The story of Noah and the great Flood is not a unique story. We have learnt that there is a common story about a great flood that happened long, long ago in many people’s mythologies. There is also geological evidence of a great flood or floods around the world. Ancient peoples tried to make sense of the Flood and interpreted the events through the lens of their belief system.
When the Hebrew people were taken to Babylon in 586 BC they were confronted by stories of a great Flood and the Babylonian interpretation of that Flood. Whether the Hebrew people already had their account of the great Flood or not they reacted to what they heard. Scholars believe that the current Biblical account of the Flood and Ark are a result of Hebrew theologians responding to a wider set of questions about the violent degeneration of humankind. This violence did not correspond to their belief that God had created a good world. Their response is unique and in accordance with their belief and experience in one God the Creator. Today I wish to show how this story of a cataclysmic flood addresses the human condition of sin and God’s response.
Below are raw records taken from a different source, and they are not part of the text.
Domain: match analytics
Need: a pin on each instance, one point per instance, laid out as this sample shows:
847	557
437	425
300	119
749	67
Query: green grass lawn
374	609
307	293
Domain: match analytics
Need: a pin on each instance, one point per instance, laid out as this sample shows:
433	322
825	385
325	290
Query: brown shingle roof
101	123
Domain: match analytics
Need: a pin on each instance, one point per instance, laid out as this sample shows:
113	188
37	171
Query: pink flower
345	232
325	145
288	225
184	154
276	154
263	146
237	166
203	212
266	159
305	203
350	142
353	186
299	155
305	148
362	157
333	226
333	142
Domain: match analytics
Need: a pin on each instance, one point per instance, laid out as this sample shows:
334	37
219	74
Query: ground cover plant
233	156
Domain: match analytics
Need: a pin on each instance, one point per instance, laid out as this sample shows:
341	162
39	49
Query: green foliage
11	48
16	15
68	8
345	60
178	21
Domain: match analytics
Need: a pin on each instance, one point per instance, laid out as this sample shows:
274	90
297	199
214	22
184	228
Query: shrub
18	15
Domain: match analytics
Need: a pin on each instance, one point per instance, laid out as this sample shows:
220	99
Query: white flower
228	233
The story of Noah and the Flood goes like this. God decided to punish the earth with a great flood because people were so wicked. But there was one person God trusted. So God told that person to build a large boat and that he and his family plus two of each kind of creature were to get on the boat when it started to rain. When the flood subsided all in the boat were saved and life began again. But after the flood humanity’s relationship with God and all creatures was different.
Of course we love to tell this story to children as it provides such a visual picture. There’s Noah, the huge wooden ark and all the animals. Finally there is the rainbow showing that God was working with us again.   The unavoidable process of telling this story to children reduces it to a simplistic and an absurd story leaving more questions than answers.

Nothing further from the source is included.